Production Checklist & DR

Elchi's production concerns are documented across several pages — TLS, HA replicas, storage, hardening, backups, alerting. This page pulls them into one pre-flight checklist and a disaster-recovery runbook, so nothing scattered gets missed on the way to go-live.

Go-live checklist

Work top to bottom. Each item links to the page with the actual how-to; this is the index, not the manual.

Security & access

  • TLS enabled. Set global.tlsEnabled: true and a real global.mainAddress (the office example does — values_office.yaml ships tlsEnabled: true, port: "443"). The chart default is tlsEnabled: false, which is for local bring-up only.
  • Strong JWT secret. The chart ships a placeholder global.jwt.secret marked "important! change this value". Rotate it to a strong, unique secret before exposing the platform. See Security.
  • CORS locked down. global.cors.allowedOrigins defaults to "*". Set it to your actual UI origin(s) for production.
  • RBAC roles assigned.
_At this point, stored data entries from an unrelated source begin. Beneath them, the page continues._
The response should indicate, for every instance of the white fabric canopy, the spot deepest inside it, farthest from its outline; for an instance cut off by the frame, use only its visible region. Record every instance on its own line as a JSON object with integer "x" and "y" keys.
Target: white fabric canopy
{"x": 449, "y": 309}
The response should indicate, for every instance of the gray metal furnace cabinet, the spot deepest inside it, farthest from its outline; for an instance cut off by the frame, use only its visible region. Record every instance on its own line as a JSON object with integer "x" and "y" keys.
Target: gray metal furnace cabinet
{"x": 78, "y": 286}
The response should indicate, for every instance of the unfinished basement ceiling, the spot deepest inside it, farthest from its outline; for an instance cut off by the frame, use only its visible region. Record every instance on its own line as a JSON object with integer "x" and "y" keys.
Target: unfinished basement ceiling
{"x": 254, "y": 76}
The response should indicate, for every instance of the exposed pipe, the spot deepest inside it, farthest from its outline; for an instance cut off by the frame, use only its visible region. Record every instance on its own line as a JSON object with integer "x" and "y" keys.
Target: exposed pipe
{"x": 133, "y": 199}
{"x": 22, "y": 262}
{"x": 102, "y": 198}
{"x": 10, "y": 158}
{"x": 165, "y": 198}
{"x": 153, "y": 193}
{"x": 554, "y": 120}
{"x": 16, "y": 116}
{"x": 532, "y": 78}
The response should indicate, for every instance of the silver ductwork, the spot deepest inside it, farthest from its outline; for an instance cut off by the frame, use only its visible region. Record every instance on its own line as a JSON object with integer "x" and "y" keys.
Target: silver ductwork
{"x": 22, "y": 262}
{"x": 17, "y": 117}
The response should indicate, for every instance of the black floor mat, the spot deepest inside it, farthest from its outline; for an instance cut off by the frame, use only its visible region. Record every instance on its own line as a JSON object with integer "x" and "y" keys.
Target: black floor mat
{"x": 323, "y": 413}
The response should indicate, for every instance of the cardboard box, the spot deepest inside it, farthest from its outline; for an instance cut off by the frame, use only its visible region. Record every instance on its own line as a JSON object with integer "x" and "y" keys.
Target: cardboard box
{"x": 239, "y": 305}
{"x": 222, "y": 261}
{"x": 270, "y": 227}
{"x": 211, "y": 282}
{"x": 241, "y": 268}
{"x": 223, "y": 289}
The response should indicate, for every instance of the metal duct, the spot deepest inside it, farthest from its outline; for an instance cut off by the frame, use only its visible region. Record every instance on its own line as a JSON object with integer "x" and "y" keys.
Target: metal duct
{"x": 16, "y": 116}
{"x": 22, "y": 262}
Confirm real users have the least-privilege roles they need — see Auth & Access.
  • Edge hardening applied. Loopback-only binds, systemd sandboxing, and file permissions on each edge — see Bare-Metal Hardening.
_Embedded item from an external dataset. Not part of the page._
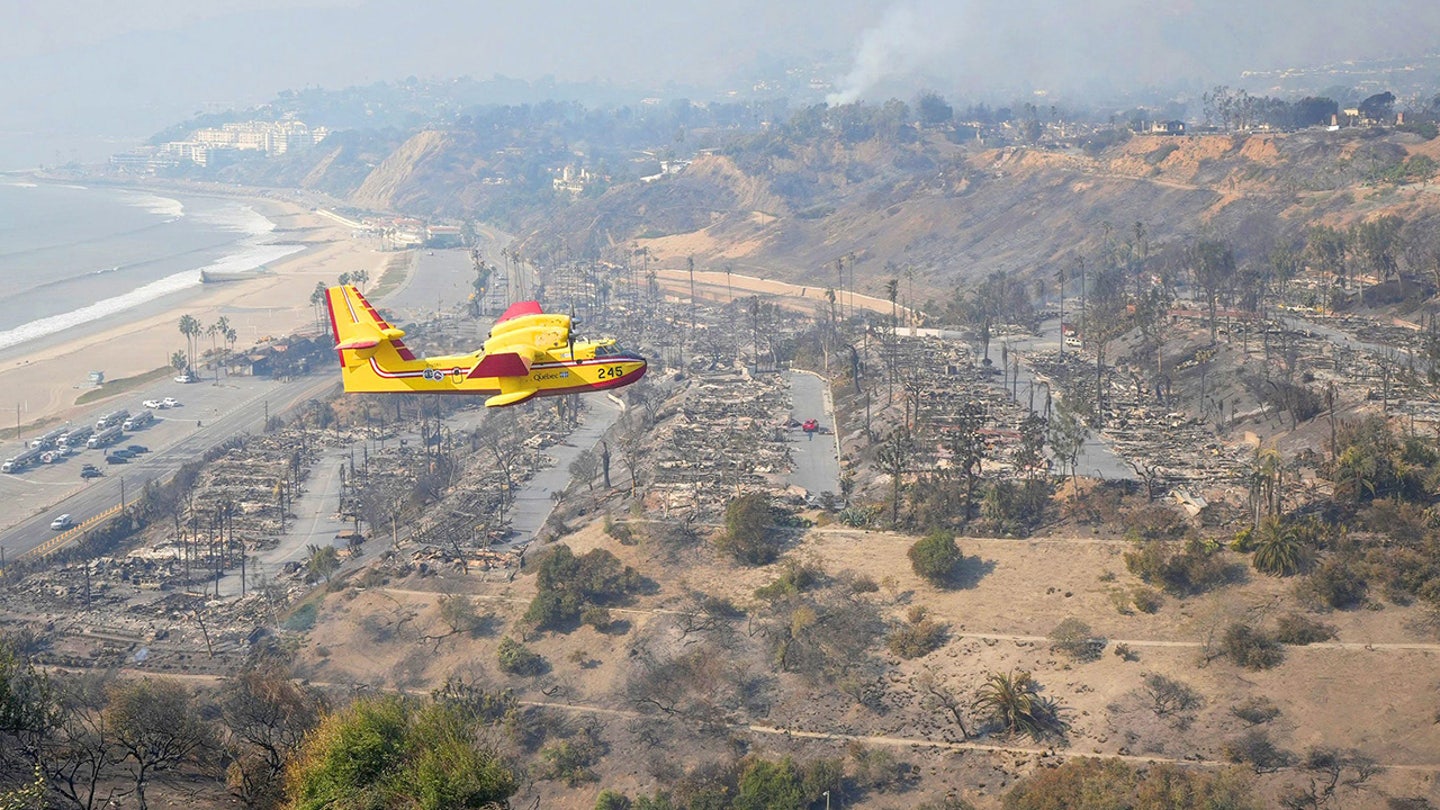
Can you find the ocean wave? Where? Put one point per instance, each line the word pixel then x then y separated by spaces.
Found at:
pixel 241 219
pixel 169 208
pixel 252 258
High availability & data durability

  • HA replicas in place. Keep the default 4 controllers / 4 control-planes (global.elchiBackend.controllerDefaultReplicas / controlPlaneDefaultReplicas). Understand how leader election + standby hydration make them resilient — Registry & HA.
  • External, persistent datastores. The bundled single-replica MongoDB/ClickHouse/VictoriaMetrics PVCs are get-started defaults. For production, use external replicated stores (the office example sets installMongo: false with an external replica set). Confirm every datastore has persistence and a storage class — Storage, Production Deployment.
  • Capacity sized from measured traffic. Don't ship the default PVCs blind — size ClickHouse especially from a measured day of traffic. Sizing & Capacity.
  • Backups scheduled. MongoDB (the system of record) has a running, tested backup/restore job — Backup & Restore.

Observability

  • Monitoring wired. Shield and collector metrics are reaching Prometheus/VictoriaMetrics (scrape and/or OTLP push) — Metrics & Logs.
  • Alerts configured. At minimum the Tier-1/Tier-2 rules from Recommended Alerts: config-reload failures, audit drops/export errors, fail-close spikes, goroutine leaks.
  • Audit sink configured. Shield audit goes to ClickHouse (--audit-clickhouse-dsn) or OTLP (--audit-otel-endpoint); with neither set, audit is off (there is no local-file sink). Verify elchi_shield_audit_enabled == 1 on edges where you expect audit.

Shield edge correctness

  • Source-IP trust configured. This is easy to get wrong and silently breaks every source-IP control. On the Envoy in front of shield, set use_remote_address and the correct number of trusted hops, and set shield's --xff-trusted-hops to match your proxy depth. The default is 0 (the immediate hop Envoy appends — the secure default); never let a source-IP control read the spoofable leftmost X-Forwarded-For token. The collector needs the same Envoy setting for its source_ip_hash — see the source-IP note in Collector Reference.
  • Shield is loopback-only. ext_proc over a Unix socket (default) or loopback TCP; a non-loopback bind is refused unless --allow-non-loopback. Confirm no edge overrode that.
  • Memory bounds set. --mem-limit-bytes (GOMEMLIMIT) sits well above --max-inflight-body-bytes (default 256MiB), and the container/host memory limit is above that. Sizing & Capacity.
  • /readyz gates rollout. A shield with no valid policy is deliberately not ready — make sure your rollout waits on /readyz so an edge never serves traffic with an empty config.

Disaster recovery runbook

Elchi degrades gracefully by design, and only one store is irreplaceable. Knowing which is which is the whole runbook.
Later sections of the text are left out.